Problematisch ist auch die starke Blocklogik der Rede. Europa hier, äußere Mächte dort. Diese Perspektive mag sicherheitspolitisch naheliegend sein, sie verstellt jedoch den humanistischen Blick auf konkrete Handlungen. Der Maßstab des Humanismus ist nicht, wer zu welchem Bündnis gehört, sondern was getan wird. Dass ein amerikanischer Präsident mit einem völkerrechtswidrigen Krieg jede moralische Glaubwürdigkeit verspielt, zeigt genau das. Der Westen ist kein moralischer Akteur, Staaten handeln nicht gut, weil sie uns kulturell nahe stehen.

Was der Rede fehlt, ist eine klare Selbstrelativierung Europas. Ein Eingeständnis, dass auch Europa Grundrechte verletzt, soziale Ungleichheit produziert, Flüchtlinge abweist, Umwelt zerstört und ökonomisch von globaler Ungerechtigkeit profitiert. Ohne diese Selbstkritik kippt Europa-Patriotismus schnell in Selbstbeweihräucherung. Und jede Selbstbeweihräucherung, auch die aufgeklärte, ist der Vorhof von Überlegenheitsdenken.
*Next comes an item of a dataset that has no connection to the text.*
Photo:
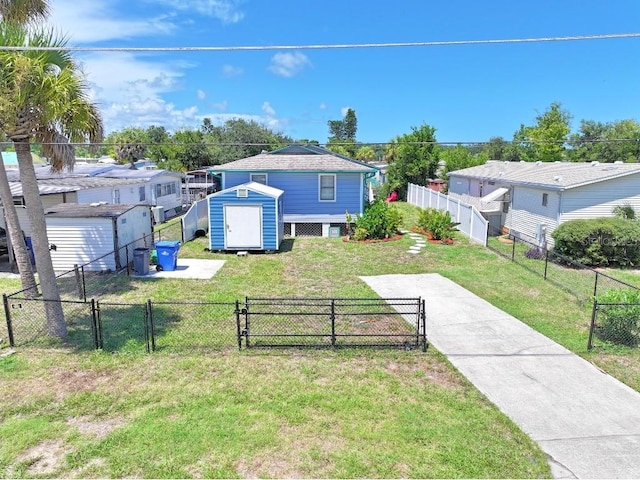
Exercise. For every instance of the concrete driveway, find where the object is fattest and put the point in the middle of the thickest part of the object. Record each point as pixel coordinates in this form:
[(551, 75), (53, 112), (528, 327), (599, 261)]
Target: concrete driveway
[(586, 421)]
Humanistisch tragfähig wäre daher eine andere Erzählung. Nicht Europa als moralischer Maßstab der Welt, sondern Europa als unvollendetes Projekt, das an seinen eigenen Ansprüchen gemessen werden muss. Nicht Stolz auf Herkunft oder Geschichte, sondern Verantwortung für gegenwärtiges Handeln. Nicht Wir gegen die Anderen, sondern gemeinsame Maßstäbe für alle.

Europa ist nicht zu verteidigen, weil es Europa ist. Es ist dort zu verteidigen, wo es menschenwürdig handelt. Und es ist dort zu kritisieren, wo es das nicht tut. Alles andere wäre kein Humanismus, sondern ein gut gemeinter Regionalstolz mit moralischem Beigeschmack.